Hmm. She’s British. That’s a new one. “I’m okay. Why don’t you make yours to-go. You can keep the cup.”

She frowns. “What?”

“I’ve got a full day. So you need to leave,” I say flatly. I round the corner and head to the bathroom. I splash water on my face and look up at myself, wondering how women don’t see what I see. They don’t see the broken man just beneath the surface, the selfish killer who put revenge before his men.

She storms into the bathroom, fists planted on her hips. “So that’s it?”

I glance at her from the corner of my eye. “What did you expect?” I ask.

She huffs, shaking her head at me in disbelief. “You’re a fucking asshole.”

“Sounds about right,” I grumble, cupping a handful of water and sucking it down to ease my dry throat and wash away the memory of sand. Of blood.

I hear her grabbing her shit from my bedroom and wait, leaning on the sink, stretching my tight muscles.

“I’m keeping the fucking shirt,” she says.

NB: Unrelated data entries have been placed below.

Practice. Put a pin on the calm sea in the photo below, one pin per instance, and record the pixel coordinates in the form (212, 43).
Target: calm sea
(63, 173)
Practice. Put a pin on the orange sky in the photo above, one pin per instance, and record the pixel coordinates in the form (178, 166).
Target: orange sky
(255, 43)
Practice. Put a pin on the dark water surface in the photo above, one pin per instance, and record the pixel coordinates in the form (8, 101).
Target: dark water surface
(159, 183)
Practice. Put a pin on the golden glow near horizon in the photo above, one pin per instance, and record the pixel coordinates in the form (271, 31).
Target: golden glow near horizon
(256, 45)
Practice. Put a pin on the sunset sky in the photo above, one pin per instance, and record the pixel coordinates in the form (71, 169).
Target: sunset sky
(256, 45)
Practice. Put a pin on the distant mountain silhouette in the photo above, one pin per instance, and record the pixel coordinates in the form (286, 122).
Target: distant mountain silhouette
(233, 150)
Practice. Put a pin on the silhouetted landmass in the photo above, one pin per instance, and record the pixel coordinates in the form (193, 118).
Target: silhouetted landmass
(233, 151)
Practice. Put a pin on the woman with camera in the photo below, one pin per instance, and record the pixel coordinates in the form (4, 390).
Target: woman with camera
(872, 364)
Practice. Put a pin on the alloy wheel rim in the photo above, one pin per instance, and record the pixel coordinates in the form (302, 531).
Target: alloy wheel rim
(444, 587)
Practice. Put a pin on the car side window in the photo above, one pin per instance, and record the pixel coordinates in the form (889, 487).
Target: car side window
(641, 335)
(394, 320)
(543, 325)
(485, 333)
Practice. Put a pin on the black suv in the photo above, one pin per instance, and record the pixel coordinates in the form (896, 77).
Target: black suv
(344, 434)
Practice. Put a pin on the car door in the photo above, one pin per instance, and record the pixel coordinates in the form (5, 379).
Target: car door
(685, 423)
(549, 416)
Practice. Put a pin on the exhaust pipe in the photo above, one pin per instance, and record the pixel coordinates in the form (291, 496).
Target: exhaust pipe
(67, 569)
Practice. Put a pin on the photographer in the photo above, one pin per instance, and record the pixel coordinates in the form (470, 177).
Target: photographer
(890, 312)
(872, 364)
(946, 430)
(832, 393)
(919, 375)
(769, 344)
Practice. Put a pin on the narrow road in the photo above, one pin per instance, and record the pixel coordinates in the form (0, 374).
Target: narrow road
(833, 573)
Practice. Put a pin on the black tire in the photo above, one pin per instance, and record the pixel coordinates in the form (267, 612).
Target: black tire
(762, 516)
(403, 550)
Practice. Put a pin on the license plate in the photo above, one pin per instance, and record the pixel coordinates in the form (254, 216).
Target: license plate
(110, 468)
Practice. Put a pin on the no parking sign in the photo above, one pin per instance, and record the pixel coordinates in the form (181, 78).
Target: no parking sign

I ignore her, stepping in the shower after I hear to my apartment door slam shut. I don’t take any pleasure in what I do to women. They are a release. A distraction. That’s all. If I let them stick around too long they get to be an annoyance. I cut them loose before things get complicated. Simple as that. Maybe it makes me a prick, maybe not. I couldn’t give a shit.

The water hisses from the five showerheads, blasting me from every direction. The hissing sound and steam that rises up brings up an image of the rocket streaking past me, toward the wall where…

I crank the temperature down to freezing cold and let the icy water shock my system out of the memory.